# NCM to Pilot



## Phillman (18 Feb 2005)

I was just wondering if any of the pilots here made the jump from NCM to pilot (Res or Reg.)?

This is a path that I am seriously considering after I complete my university degree.

Any experiences you can share would be greatly appreciated.


----------



## Zoomie (18 Feb 2005)

There are quite a few of us that have that very transition.  I was a PRes crewman for 6 years before Component Transferring to the RegF as Pilot.  

Complete your degree and apply for a CT through your OR when you are ready.  If you get your JLC in the PRes - you will be able to skip the first part of Officer Training - the rest will be a joke.

If you have some specific questions about the process, post them here and we shall endeavour to answer them.


----------



## Sam69 (18 Feb 2005)

I, too, was PRes (Infantry Private) before transferring to the RegF as a pilot. But I think Zoomie can provide you with more up to date information because I made the jump quite a few years ago and things have changed a bit since then.

Sam


----------



## pipstah (20 Feb 2005)

Same thing for me, I was in the reserve (infantry ) and transfered in reg force hoping to be a full qualified pilot!  8)


----------



## Phillman (21 Feb 2005)

I'm hoping to be done PLQ (JLC) before my degree, which shouldnt be to hard seeing as though I have at least 2 years before I should be done. 

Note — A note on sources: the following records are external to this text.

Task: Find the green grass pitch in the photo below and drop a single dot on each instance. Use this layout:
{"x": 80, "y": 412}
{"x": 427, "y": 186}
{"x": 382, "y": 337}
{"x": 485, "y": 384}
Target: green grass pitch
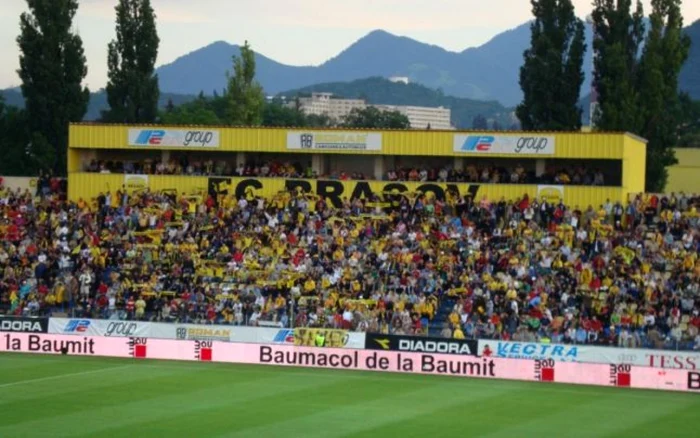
{"x": 56, "y": 396}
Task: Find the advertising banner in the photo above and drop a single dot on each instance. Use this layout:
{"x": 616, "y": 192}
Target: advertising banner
{"x": 547, "y": 370}
{"x": 23, "y": 324}
{"x": 135, "y": 183}
{"x": 591, "y": 354}
{"x": 98, "y": 327}
{"x": 420, "y": 344}
{"x": 208, "y": 138}
{"x": 200, "y": 332}
{"x": 331, "y": 140}
{"x": 507, "y": 144}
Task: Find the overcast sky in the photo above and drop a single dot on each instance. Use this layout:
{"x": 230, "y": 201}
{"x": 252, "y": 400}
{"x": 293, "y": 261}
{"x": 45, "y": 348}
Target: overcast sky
{"x": 296, "y": 32}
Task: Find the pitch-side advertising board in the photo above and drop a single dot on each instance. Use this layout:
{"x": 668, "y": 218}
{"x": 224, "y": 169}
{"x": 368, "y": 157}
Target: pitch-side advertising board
{"x": 193, "y": 332}
{"x": 666, "y": 359}
{"x": 367, "y": 360}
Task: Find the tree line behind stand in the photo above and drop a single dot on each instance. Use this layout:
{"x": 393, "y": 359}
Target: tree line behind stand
{"x": 636, "y": 82}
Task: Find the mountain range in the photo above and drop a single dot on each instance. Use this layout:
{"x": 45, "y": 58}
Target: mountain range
{"x": 381, "y": 91}
{"x": 487, "y": 72}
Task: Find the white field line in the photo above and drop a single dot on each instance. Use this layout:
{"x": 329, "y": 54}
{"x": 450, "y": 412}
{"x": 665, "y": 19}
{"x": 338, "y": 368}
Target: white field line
{"x": 60, "y": 376}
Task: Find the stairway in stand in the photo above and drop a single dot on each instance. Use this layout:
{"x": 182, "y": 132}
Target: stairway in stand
{"x": 440, "y": 319}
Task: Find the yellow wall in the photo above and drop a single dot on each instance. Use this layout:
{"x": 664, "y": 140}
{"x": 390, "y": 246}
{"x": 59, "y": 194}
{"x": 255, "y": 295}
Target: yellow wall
{"x": 88, "y": 186}
{"x": 685, "y": 176}
{"x": 422, "y": 143}
{"x": 633, "y": 166}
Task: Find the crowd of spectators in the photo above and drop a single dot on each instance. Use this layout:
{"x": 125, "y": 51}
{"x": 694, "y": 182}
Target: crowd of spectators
{"x": 521, "y": 269}
{"x": 472, "y": 173}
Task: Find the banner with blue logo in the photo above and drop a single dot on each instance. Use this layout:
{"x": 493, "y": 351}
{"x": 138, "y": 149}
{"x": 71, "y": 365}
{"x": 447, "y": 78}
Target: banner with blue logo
{"x": 164, "y": 137}
{"x": 505, "y": 144}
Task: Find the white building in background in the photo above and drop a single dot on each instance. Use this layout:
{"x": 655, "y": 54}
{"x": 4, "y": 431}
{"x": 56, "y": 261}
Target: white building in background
{"x": 397, "y": 79}
{"x": 418, "y": 116}
{"x": 422, "y": 117}
{"x": 324, "y": 103}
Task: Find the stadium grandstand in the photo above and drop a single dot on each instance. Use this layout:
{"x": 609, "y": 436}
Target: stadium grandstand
{"x": 200, "y": 226}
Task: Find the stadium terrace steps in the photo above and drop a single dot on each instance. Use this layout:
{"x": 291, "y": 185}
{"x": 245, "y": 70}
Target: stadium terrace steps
{"x": 440, "y": 319}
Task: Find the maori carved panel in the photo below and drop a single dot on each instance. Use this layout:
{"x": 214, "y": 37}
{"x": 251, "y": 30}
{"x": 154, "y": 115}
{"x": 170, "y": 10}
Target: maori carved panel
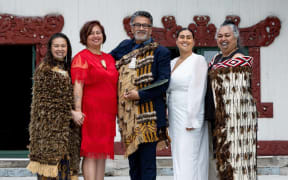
{"x": 270, "y": 148}
{"x": 29, "y": 30}
{"x": 260, "y": 34}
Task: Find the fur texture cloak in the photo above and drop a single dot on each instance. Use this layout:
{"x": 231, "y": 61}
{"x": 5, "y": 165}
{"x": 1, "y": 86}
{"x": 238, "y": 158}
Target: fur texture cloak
{"x": 53, "y": 134}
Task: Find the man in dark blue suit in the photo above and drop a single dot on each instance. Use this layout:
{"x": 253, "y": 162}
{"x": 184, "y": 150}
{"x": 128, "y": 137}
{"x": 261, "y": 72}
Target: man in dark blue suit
{"x": 155, "y": 77}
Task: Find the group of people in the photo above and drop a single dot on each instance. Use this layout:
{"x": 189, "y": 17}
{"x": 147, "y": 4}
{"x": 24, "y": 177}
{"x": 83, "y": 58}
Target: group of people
{"x": 75, "y": 104}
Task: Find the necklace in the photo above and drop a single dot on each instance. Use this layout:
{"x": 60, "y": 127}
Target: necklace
{"x": 102, "y": 61}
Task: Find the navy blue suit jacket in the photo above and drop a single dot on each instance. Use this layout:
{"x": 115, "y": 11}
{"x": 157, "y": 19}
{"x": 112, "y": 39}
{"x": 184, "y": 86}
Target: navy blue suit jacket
{"x": 160, "y": 70}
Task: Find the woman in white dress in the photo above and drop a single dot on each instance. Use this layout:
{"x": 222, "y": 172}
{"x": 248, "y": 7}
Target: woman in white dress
{"x": 188, "y": 130}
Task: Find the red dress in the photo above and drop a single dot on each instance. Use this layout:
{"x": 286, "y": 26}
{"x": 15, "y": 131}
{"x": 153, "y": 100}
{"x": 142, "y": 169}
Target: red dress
{"x": 99, "y": 102}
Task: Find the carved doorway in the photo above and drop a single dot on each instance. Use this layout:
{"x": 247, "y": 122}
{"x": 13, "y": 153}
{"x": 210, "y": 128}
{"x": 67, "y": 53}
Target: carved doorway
{"x": 18, "y": 63}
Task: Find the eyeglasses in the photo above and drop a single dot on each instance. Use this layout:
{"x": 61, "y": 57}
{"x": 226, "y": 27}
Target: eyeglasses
{"x": 145, "y": 26}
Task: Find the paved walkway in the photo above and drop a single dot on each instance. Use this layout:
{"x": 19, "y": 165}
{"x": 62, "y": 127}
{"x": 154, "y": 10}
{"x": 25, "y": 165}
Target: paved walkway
{"x": 158, "y": 178}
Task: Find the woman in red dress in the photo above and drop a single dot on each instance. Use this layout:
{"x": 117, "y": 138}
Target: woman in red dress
{"x": 95, "y": 77}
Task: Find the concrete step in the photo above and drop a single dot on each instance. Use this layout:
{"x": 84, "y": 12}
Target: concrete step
{"x": 268, "y": 165}
{"x": 117, "y": 167}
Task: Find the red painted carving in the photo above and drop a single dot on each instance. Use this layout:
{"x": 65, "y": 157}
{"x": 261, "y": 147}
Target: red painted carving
{"x": 264, "y": 109}
{"x": 29, "y": 30}
{"x": 261, "y": 34}
{"x": 204, "y": 33}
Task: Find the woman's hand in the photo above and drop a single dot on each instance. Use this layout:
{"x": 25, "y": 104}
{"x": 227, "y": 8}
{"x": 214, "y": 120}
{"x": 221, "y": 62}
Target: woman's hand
{"x": 190, "y": 129}
{"x": 78, "y": 117}
{"x": 132, "y": 95}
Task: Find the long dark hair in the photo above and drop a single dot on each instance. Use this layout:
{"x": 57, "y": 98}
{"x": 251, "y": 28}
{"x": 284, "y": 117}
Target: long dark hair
{"x": 49, "y": 59}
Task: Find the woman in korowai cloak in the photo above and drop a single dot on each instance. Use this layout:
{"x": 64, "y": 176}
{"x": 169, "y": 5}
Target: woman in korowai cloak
{"x": 54, "y": 137}
{"x": 235, "y": 125}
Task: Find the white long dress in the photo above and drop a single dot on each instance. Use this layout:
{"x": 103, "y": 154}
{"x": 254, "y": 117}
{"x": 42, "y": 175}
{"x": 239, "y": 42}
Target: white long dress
{"x": 186, "y": 92}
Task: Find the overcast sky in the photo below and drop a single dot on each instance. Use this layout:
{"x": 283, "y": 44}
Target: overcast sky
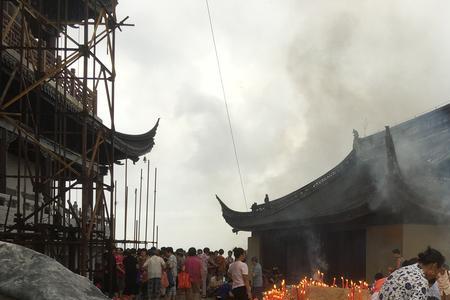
{"x": 299, "y": 76}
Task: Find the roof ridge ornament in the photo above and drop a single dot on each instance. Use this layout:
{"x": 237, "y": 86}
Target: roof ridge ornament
{"x": 393, "y": 167}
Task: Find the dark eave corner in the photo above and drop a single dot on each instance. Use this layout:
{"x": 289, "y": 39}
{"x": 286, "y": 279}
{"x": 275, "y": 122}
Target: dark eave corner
{"x": 133, "y": 146}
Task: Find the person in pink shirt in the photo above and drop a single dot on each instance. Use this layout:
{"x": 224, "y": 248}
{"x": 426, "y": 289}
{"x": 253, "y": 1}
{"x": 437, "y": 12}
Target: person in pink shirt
{"x": 193, "y": 266}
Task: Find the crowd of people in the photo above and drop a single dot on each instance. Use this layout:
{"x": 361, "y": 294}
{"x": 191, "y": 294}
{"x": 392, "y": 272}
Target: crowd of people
{"x": 197, "y": 273}
{"x": 425, "y": 277}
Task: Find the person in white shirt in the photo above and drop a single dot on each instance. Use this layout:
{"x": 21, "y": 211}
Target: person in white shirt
{"x": 239, "y": 275}
{"x": 444, "y": 283}
{"x": 155, "y": 264}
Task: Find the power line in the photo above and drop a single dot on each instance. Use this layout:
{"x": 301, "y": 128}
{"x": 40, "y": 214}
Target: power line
{"x": 226, "y": 105}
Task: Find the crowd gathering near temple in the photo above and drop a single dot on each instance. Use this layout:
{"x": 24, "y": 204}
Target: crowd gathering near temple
{"x": 201, "y": 273}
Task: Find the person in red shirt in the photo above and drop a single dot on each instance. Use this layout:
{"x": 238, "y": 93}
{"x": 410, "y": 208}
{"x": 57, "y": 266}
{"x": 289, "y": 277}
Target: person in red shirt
{"x": 193, "y": 266}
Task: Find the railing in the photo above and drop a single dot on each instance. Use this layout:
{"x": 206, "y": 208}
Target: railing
{"x": 67, "y": 84}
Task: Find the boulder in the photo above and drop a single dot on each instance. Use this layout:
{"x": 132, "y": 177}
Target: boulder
{"x": 29, "y": 275}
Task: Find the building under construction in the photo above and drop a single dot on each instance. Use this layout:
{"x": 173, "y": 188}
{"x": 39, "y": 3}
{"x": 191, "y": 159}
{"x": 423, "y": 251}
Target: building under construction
{"x": 57, "y": 65}
{"x": 391, "y": 191}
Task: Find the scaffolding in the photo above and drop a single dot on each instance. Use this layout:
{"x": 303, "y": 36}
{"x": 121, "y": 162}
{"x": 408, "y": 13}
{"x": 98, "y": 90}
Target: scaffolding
{"x": 56, "y": 57}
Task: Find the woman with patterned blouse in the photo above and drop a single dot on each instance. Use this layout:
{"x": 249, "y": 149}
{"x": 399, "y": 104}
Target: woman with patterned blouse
{"x": 412, "y": 282}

Which part of officer training is skipped?

Zoomie, who were you with as a crewman?


----------



## TheCheez (21 Feb 2005)

With the leadership training you should get a bypass on the IAP portion of officer training. These are the first 9 weeks which include basic drill, dress/deportment, weapons, first aid, NBCD and leadership(small party tasks) among other things.


----------



## Zoomie (21 Feb 2005)

Phillman said:
			
		

> Zoomie, who were you with as a crewman?



QYRang - Toronto

Try and start your transfer process earlier and see if they will hire you on before you finish your degree - I have heard of DEO candidates having their last year paid for (Oblig Service implications).  If not - enjoy your time in the PRes, get all the experience that you can - grab a tour if it works - the training mill for Pilots is long and hard, enjoy green life before going blue.


----------



## Phillman (21 Feb 2005)

A tour would be nice before trading in the green.

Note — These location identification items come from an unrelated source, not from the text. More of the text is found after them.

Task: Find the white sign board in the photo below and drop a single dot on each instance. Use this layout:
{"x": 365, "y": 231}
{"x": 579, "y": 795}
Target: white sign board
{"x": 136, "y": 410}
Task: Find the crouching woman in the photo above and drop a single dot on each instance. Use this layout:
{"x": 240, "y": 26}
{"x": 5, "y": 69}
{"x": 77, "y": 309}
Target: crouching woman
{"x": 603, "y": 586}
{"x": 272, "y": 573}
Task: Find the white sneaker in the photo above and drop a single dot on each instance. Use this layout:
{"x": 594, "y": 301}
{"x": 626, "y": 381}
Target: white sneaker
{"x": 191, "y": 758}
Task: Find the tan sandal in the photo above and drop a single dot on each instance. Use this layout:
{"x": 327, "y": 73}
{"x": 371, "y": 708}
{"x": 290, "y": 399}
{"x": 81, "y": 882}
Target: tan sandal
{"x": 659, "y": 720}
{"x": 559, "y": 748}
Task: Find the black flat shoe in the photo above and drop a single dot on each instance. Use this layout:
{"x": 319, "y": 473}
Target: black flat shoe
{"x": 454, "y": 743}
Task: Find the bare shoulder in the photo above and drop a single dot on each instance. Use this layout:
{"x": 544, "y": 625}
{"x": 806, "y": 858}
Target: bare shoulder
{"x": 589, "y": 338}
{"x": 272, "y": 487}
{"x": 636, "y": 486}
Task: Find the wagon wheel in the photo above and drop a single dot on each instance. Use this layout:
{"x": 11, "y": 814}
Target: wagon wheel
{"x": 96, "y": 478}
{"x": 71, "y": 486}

It doesnt sound like I would be missing too much by skipping the IAP portion. 

I suppose I should speak with a few people I know in recruiting and see what they say.

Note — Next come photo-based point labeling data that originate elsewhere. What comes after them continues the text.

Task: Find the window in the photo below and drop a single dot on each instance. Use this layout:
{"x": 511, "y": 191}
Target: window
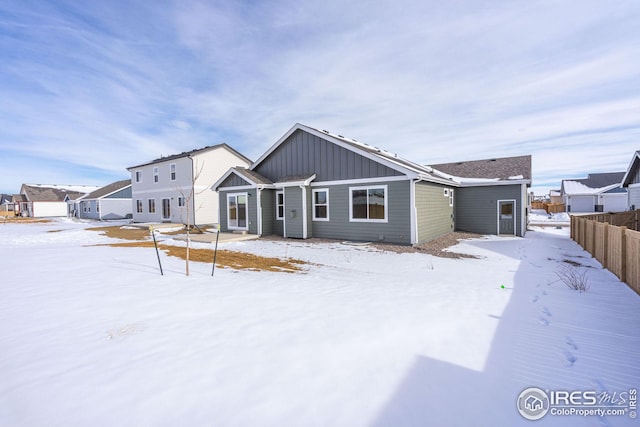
{"x": 279, "y": 204}
{"x": 321, "y": 204}
{"x": 368, "y": 204}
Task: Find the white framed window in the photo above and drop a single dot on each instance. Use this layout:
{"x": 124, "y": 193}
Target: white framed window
{"x": 368, "y": 204}
{"x": 321, "y": 204}
{"x": 279, "y": 204}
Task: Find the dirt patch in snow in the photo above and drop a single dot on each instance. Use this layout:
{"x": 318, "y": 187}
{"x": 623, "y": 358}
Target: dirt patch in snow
{"x": 436, "y": 247}
{"x": 224, "y": 258}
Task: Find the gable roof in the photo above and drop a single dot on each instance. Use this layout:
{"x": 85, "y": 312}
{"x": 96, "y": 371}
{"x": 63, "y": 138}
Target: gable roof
{"x": 53, "y": 192}
{"x": 108, "y": 189}
{"x": 192, "y": 153}
{"x": 503, "y": 168}
{"x": 633, "y": 166}
{"x": 391, "y": 160}
{"x": 595, "y": 183}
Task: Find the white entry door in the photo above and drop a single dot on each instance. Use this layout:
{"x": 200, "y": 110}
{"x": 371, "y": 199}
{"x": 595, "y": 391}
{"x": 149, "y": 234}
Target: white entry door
{"x": 237, "y": 211}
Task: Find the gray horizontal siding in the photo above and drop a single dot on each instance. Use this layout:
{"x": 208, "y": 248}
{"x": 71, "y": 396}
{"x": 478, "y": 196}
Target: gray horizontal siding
{"x": 434, "y": 215}
{"x": 306, "y": 154}
{"x": 476, "y": 208}
{"x": 396, "y": 230}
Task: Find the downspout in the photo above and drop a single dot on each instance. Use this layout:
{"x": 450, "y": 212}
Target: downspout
{"x": 193, "y": 189}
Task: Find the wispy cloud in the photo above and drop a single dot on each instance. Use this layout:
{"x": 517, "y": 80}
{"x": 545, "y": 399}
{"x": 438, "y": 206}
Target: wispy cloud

Thanks for your help guys.


----------



## used-to-be-EGS (21 Feb 2005)

If you have to do BOTC after switching, it follows closely to what your JLC will (and infact, you can get many things written off; such as teaching lessons), but unfortunately for future officers, BOTC is only a fraction of the course that your JLC is (ie. JLC is a superior course from personal experience, despite it being ranked higher).

Good luck, and don't sweat it.


----------